ABAP Select For All Entries what is happening in SQL Server
-
Upload
vaibhav-sambare -
Category
Documents
-
view
41 -
download
4
description
Transcript of ABAP Select For All Entries what is happening in SQL Server
ABAP Select For All Entries - what is happening in SQL Server?One of the query types one gets confronted with when running SAP Netweaver based
applications is a special form of Open SQL statement in ABAP which is called ‘For all Entries’
(FAE). Standard ANSI SQL does not contain the command SELECT FOR ALL ENTRIES and
therefore this command can be translated a number of different ways into native database
specific SQL by the Database Dependent Shared Library (DBSL). But even within the port to
one specific DBMS like SQL Server we changed the way how such a FAE statement is
generated several times. Last time we introduced a severe change was when moving from
the 6.40 kernel releases to the 7.00 kernel releases.
How does a FAE statement look in ABAP?
A typical FAE Statement in ABAP would look like:
SELECT (t_fsel_makt) FROM makt
INTO CORRESPONDING FIELDS OF TABLE yanlb
FOR ALL ENTRIES IN obj
WHERE matnr = obj-matnr
AND spras = obj-spras.
Compared to non-FAE statement, the important differences in the FAE statement
are marked. In principle the FAE statement does work pretty simple. Values for parts of the
Where-clause of the statement (in the upper example the matnr and spras columns) are
taken out of an internal table (in this case ‘obj’). This internal table has an arbitrary number
of rows which usually results out of another query against the database. Hence the number
of rows in that internal table and the values are determined at runtime and not foreseeable.

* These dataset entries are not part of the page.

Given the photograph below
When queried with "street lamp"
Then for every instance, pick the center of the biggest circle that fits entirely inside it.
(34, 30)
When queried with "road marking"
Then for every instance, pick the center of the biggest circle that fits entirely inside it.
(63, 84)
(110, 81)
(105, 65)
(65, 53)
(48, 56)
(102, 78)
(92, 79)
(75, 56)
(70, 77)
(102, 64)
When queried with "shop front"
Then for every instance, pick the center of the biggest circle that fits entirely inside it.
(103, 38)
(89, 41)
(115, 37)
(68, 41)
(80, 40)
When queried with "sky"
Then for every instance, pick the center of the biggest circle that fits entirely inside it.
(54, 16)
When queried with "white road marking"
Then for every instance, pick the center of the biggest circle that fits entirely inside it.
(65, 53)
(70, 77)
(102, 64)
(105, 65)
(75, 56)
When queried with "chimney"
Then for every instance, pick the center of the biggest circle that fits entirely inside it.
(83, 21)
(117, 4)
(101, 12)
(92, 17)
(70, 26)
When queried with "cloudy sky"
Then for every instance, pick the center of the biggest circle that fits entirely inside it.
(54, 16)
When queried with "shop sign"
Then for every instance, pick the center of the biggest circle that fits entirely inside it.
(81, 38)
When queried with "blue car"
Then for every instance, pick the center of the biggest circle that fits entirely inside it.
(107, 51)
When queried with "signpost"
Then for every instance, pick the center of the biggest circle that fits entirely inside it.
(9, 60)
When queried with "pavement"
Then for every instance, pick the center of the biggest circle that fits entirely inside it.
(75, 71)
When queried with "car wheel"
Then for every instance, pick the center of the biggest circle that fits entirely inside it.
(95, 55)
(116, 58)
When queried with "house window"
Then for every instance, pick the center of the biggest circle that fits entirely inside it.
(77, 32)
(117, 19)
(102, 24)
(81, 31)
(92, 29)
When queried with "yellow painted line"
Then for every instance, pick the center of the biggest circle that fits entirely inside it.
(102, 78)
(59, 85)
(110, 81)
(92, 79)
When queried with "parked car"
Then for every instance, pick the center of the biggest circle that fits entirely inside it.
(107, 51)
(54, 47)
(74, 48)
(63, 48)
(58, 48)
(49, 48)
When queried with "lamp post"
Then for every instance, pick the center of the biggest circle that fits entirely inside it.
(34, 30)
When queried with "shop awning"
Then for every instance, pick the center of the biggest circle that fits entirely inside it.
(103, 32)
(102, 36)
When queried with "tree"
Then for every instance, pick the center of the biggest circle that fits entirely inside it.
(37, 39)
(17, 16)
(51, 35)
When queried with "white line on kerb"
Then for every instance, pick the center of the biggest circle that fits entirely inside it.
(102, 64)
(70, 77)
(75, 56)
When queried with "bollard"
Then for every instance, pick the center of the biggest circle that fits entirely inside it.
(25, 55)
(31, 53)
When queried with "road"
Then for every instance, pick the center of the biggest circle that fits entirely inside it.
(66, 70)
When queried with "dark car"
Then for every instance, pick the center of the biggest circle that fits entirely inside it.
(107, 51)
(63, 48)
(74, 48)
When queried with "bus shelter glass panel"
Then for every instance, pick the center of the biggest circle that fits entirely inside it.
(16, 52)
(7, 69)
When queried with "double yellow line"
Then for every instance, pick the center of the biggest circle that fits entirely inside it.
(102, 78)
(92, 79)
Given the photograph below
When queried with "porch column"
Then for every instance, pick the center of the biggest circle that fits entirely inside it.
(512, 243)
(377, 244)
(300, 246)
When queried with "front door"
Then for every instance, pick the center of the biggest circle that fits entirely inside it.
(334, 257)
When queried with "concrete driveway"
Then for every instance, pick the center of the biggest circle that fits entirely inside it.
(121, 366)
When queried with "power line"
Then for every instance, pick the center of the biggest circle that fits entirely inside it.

Like this example of 4 rows:
Now the task is to query the database in a way that the where clause will check for the
values of the client (automatically added) and the 4 pairs of matnr and spras values
displayed above.
Translation into Database Queries
The way how the SQL Server dependent porting layer of SAP solved the generation of such
FAE statements is excellently documented in SAP OSS note #652634. At first we were taking
the easiest solution of batching single statements. Means for each row of the internal table,
one database query got created. Those got batched up and sent to SQL Server as one batch
of statements. In order not to generate too large statements, since those internal tables can
contain thousands of rows, SAP introduced a profile parameters to introduce a batch factor.
Profile parameters like:
rsdb/max_blocking_factor (current default of 50 with SQL Server)
rsdb/min_blocking_factor (current default of 5 with SQL Server)
rsdb/max_in_blocking_factor (current default of 255 with SQL Server)
rsdb/min_in_blocking_factor (current default of 10 with SQL Server)
rsdb/prefer_in_itab_opt (current default of 0 with SQL Server)
rsdb/prefer_fix_blocking (current default of 0 with SQL Server)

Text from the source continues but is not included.